Re: [AMBER] How to do clustering analysis by ptraj? from Thomas Cheatham on 2013-09-20 (Amber Archive Sep 2013)

From: Thomas Cheatham <tec3.utah.edu>
Date: Fri, 20 Sep 2013 11:42:07 -0600 (Mountain Daylight Time)

> However, I still have some question about how to use option "epsilon" and
> "clusters".
> Normally,* what case should we use "epsilon" or "clusters"?*

Epsilon specifies the cutoff, and if epsilon is too small, you get many
many clusters which is tricky to analyze / understand.

There really isn't a case to specify which is better, it is simply a
preference; essentially, clustering results depend on choices made in
clustering algorithm, cutoff/epsilon, etc. and you want to run multiple
variants of the clustering until you find a partitioning that helps
explain your data.

> *when I publish my result, is it necessary to analysis all frames?*

Using the sieve doesn't miss frames, it just uses a subset to do the
initial clustering and then puts the skipped points into existing
clusters.

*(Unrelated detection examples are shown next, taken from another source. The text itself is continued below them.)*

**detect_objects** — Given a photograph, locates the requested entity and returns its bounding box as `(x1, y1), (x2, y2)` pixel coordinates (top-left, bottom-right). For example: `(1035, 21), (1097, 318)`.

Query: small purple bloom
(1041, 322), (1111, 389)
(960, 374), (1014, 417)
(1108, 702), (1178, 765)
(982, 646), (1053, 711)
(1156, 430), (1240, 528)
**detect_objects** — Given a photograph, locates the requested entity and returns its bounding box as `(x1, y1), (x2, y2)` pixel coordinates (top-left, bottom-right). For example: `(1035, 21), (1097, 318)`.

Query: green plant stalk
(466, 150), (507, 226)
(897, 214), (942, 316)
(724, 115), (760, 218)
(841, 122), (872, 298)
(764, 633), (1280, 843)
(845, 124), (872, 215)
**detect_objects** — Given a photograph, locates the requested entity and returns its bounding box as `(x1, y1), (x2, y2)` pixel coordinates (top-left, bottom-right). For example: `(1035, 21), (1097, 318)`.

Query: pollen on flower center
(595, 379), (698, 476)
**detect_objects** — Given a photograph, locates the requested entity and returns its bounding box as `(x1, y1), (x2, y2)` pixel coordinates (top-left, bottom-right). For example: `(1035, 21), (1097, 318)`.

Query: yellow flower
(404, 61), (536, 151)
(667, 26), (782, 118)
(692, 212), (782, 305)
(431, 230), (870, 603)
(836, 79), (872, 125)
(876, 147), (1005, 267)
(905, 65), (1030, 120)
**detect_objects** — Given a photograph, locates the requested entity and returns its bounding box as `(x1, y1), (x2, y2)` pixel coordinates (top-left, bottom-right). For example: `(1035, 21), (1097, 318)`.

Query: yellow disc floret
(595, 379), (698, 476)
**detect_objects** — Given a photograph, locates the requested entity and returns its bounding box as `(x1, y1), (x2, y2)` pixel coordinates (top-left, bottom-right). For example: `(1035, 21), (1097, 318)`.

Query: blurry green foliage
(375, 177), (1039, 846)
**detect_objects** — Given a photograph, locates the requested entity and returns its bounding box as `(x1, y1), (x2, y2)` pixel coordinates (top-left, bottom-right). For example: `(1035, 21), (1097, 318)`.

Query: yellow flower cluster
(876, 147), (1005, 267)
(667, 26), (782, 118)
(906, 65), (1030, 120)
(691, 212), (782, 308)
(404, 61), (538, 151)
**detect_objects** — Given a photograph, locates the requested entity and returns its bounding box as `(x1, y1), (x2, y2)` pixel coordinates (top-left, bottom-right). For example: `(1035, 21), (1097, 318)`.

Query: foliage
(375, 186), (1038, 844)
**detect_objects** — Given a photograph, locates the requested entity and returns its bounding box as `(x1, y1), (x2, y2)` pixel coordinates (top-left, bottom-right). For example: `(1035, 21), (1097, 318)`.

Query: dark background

As long as you do not miss a particular cluster with the sieve,
results should be comparable to clustering over all frames. The way to
check is to cluster multiple times (with different offsets, sieve sizes,
and/or random frame sieving) to see how the results compare.

> I created the 2D-rms plot as your advice.
>
> > trajin mdcrd 1 32500 25
> > rms2d out 2drms.gnu :2-103.CA
>
> [image: Inline image 1]
> This 2D-rms plot how can help us?

Your plot is simply a 1D RMS and was likely calculated by ptraj NOT
cpptraj. For ptraj you want the 2drms command.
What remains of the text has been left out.